The new Chinese entrants—Honor and Xiaomi—have seen encouraging early response in India. Huawei’s Honor MagicBook 15 laptop went out of stock in a recent sale on Flipkart. Xiaomi’s Mi laptops have also been well received by Indian customers.
Xiaomi and Honor’s lowest-priced offerings are targeted at students and professionals with modest work requirements and limited budgets, while the higher-end models are targeted at young professionals, particularly content creators looking for a compact yet powerful notebook with a dedicated graphics card.
These Chinese offerings cost ₹10,000-15,000 less than any of the rivals.
The Indian PC market still offers a lot of growth potential for new entrants as PC penetration in India is quite low at 11%.

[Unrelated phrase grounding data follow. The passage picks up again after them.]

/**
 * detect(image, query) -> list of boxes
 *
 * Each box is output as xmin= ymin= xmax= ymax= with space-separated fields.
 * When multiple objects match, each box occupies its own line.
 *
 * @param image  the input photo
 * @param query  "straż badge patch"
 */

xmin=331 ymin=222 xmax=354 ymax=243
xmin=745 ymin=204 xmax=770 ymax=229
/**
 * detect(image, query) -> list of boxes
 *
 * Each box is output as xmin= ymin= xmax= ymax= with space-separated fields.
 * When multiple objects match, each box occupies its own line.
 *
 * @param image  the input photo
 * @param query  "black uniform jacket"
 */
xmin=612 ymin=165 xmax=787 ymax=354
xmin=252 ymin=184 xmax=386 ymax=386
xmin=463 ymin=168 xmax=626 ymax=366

However, replicating Lenovo’s success won’t be easy, said industry experts. And, unlike the smartphone market, the PC industry is largely offline with the business/commercial segment still accounting for half of the overall sales.

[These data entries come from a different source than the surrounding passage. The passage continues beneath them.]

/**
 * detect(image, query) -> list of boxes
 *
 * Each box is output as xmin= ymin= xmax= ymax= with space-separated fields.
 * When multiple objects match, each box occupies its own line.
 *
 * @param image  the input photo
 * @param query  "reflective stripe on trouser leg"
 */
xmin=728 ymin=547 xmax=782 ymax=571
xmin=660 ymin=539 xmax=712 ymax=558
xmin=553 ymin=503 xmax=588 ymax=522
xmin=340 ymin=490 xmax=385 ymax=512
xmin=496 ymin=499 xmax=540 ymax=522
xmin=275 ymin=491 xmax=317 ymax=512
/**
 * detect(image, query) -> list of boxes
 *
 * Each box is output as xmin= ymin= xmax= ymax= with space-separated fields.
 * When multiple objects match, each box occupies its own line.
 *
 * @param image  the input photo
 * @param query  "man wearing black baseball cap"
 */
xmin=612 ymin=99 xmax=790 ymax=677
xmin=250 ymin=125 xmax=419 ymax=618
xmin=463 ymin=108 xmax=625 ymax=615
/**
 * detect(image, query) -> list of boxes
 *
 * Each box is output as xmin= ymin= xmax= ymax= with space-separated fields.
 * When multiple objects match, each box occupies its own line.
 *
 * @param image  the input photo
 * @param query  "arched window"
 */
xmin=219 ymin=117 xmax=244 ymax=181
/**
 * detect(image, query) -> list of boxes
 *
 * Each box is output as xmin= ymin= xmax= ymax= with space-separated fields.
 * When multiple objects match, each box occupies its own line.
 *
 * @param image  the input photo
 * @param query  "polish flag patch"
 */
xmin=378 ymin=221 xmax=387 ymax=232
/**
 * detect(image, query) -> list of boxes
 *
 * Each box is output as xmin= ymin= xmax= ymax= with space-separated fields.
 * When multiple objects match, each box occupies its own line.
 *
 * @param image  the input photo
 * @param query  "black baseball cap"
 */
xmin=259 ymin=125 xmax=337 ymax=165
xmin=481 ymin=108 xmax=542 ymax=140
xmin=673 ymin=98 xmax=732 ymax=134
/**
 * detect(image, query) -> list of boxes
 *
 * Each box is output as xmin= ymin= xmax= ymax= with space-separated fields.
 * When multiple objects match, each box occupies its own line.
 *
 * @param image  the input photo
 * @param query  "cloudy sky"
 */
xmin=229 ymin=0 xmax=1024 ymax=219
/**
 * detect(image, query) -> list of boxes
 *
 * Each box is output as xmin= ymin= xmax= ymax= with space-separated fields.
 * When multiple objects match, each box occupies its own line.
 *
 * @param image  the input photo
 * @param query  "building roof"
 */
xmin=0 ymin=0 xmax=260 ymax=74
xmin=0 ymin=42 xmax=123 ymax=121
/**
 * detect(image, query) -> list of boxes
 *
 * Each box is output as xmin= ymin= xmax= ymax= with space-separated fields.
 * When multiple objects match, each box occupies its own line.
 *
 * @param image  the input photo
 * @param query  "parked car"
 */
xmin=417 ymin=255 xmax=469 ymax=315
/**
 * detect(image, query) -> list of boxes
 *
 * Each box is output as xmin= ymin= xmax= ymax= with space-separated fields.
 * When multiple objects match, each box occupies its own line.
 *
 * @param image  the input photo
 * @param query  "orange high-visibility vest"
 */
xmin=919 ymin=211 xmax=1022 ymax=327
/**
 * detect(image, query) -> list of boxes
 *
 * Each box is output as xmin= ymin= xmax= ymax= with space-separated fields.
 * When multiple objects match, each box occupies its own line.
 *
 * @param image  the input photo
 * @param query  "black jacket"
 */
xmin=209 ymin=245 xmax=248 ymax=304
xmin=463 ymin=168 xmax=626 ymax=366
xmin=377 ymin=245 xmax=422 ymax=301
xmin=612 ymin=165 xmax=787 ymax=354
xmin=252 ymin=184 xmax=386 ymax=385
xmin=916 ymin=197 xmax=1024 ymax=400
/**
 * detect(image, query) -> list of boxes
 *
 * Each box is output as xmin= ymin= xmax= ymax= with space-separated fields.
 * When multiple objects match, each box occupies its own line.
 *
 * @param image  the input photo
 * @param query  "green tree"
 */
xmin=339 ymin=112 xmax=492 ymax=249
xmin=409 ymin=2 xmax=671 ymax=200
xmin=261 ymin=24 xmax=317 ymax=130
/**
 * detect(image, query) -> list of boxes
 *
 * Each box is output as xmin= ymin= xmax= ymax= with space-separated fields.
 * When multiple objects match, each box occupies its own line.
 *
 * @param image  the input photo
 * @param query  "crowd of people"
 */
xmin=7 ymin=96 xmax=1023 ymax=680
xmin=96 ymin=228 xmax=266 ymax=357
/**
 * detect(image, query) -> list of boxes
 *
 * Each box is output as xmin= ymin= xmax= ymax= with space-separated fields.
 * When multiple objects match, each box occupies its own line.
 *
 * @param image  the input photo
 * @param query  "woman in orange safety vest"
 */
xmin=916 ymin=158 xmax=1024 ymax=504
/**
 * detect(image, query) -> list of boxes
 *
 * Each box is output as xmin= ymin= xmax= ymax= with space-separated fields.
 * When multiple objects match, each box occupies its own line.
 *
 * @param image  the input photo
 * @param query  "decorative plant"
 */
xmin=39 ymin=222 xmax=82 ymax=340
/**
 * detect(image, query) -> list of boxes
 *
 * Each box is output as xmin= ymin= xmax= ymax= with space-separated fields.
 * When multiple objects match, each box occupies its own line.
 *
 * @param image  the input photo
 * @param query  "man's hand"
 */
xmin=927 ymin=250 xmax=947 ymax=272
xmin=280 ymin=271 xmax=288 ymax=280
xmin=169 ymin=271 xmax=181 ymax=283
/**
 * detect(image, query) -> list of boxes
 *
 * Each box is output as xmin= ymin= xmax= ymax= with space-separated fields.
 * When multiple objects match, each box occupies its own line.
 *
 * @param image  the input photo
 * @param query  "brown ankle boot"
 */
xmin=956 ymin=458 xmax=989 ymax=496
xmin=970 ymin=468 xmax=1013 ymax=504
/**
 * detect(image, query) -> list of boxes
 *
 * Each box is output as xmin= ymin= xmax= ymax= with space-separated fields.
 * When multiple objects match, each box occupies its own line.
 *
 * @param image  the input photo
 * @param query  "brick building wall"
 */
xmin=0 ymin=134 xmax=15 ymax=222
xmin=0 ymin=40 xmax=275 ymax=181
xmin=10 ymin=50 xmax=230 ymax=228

“PC segment requires a strong presence in the offline channel and a better connect with consumers. Selling a PC requires a lot of retailing and influencing at a lot of touchpoints,” said Jaipal Singh, associate research manager, client devices, IDC India.
He said Lenovo has a strong foothold in the enterprise segment and that the relationship they have built with distributors and channels over time puts them in a strong position.

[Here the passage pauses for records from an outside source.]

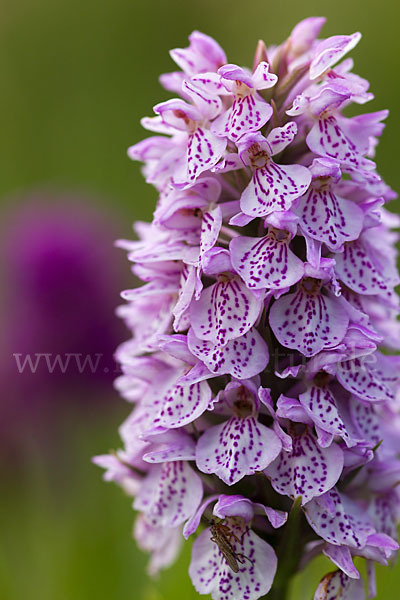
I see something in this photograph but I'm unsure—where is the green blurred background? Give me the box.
[0,1,399,598]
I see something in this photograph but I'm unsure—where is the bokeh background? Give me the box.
[0,1,399,598]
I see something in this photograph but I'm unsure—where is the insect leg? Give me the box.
[236,552,254,565]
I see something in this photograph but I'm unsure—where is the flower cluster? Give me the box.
[95,18,400,600]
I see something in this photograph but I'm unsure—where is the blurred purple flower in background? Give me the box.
[95,19,400,600]
[0,192,126,458]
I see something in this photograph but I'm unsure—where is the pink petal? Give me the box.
[202,247,232,275]
[269,287,349,357]
[218,63,254,87]
[188,327,270,379]
[299,87,350,118]
[310,33,362,80]
[349,396,381,446]
[142,430,196,463]
[251,61,278,90]
[170,31,227,75]
[212,94,273,142]
[196,417,281,485]
[304,488,375,548]
[191,72,232,96]
[173,265,197,332]
[265,122,298,155]
[127,135,174,162]
[140,115,177,134]
[336,358,393,403]
[213,495,255,522]
[265,430,344,504]
[240,161,311,218]
[199,206,223,266]
[296,188,364,251]
[337,111,388,156]
[230,233,304,290]
[323,544,360,579]
[159,71,186,95]
[154,98,202,130]
[134,461,203,528]
[314,570,365,600]
[189,521,277,600]
[368,492,399,541]
[134,514,183,576]
[190,277,263,345]
[92,453,138,484]
[334,238,397,296]
[157,333,197,365]
[182,79,222,120]
[212,152,244,174]
[289,17,326,55]
[182,127,227,185]
[307,115,374,170]
[276,395,313,425]
[157,380,213,428]
[183,494,220,539]
[260,505,288,529]
[299,385,358,448]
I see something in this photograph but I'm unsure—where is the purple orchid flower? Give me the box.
[294,157,364,251]
[154,80,227,186]
[188,494,279,600]
[210,62,277,142]
[195,380,282,485]
[237,124,312,218]
[95,21,400,600]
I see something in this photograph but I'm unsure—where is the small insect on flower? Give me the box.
[209,518,252,573]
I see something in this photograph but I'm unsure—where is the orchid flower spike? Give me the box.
[95,18,400,600]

The new players can do well in the consumer segment as they already enjoy some rapport with individual buyers. But aggressive pricing alone won’t help.
“Chinese brands are well known through their smartphone business and have a significant online presence. The aggressive pricing will get them more exposure, but when people buy PCs, they look at multiple factors like support, after-sales and warranty,” said Ranjit Atwal, senior research director, Gartner.
The border clashes with China led to a 9% decline in the market share of Chinese smartphone companies in the June quarter, but Lenovo has remained unaffected. In fact, its market share has only increased, according to IDC.
“We haven’t heard any customers asking specifically for PCs by non-Chinese brands as there is a lot of pressure in organizations to ensure everyone has a laptop to work remotely,” said a spokesperson for SIG Systems, which leases laptops to companies.
To be sure, privacy has been an issue for most Chinese brands, including Huawei.
In the case of PCs, too, Chinese brands have had their share of concerns.
“We have seen instances when pre-loaded software by manufacturers come with malware or have certain security flaws,” said Rahul Tyagi, co-founder, Lucideus, a cybersecurity firm.
Lenovo, Xiaomi and Honor declined to comment.